[LLVMdev] TargetRegisterInfo and "infinite" register files

[Villmow, Micah]

Justin,
We have the same issue with the AMDIL code generator. We tried #1, but there are passes after register allocator that don't like virtual registers. #3 could be done by having the two spill functions [load|store]Reg[From|To]StackSlot keep track of the FrameIndex to register mapping internally, but again, more of a hack than a proper solution.

My solution was to just create a very large register file, 768 registers, that no sane kernel would ever reach and then do register allocation within that.
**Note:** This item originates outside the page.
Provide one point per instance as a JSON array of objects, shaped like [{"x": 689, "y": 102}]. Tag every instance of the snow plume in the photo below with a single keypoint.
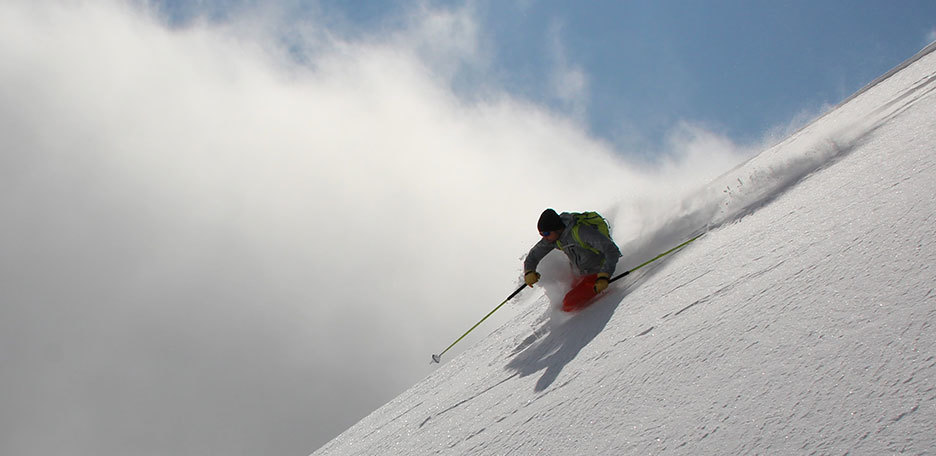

A simple script that is run at compile time to generate the tables into a separate .td file and have that included in the necessary locations is all that is needed so it doesn't bloat the code.

Micah
From: llvmdev-bounces at cs.uiuc.edu [mailto:llvmdev-bounces at cs.uiuc.edu] On Behalf Of Justin Holewinski
Sent: Monday, May 16, 2011 6:52 AM
To: LLVM Developers Mailing List
Subject: [LLVMdev] TargetRegisterInfo and "infinite" register files

Currently, the TableGen register info files for all of the back-ends define concrete registers and divide them into logical register classes.  I would like to get some input from the LLVM experts around here on how best to map this model to an architecture that does *not* have a concrete, pre-defined register file.  The architecture is PTX, which is more of an intermediate form than a final assembly language.  The format is essentially three-address code, with "virtual" registers instead of "physical" registers.  After PTX code generation, the PTX assembly is compiled to a device binary with a proprietary tool (ptxas) that does final register allocation (based on device and user constraints).  However, exploiting register re-use at the LLVM/PTX level has shown performance improvement over blindly using a new "physical" register for each def and letting ptxas figure out all of the register allocation details, so I would like to take advantage of the LLVM register allocation infrastructure if at all possible.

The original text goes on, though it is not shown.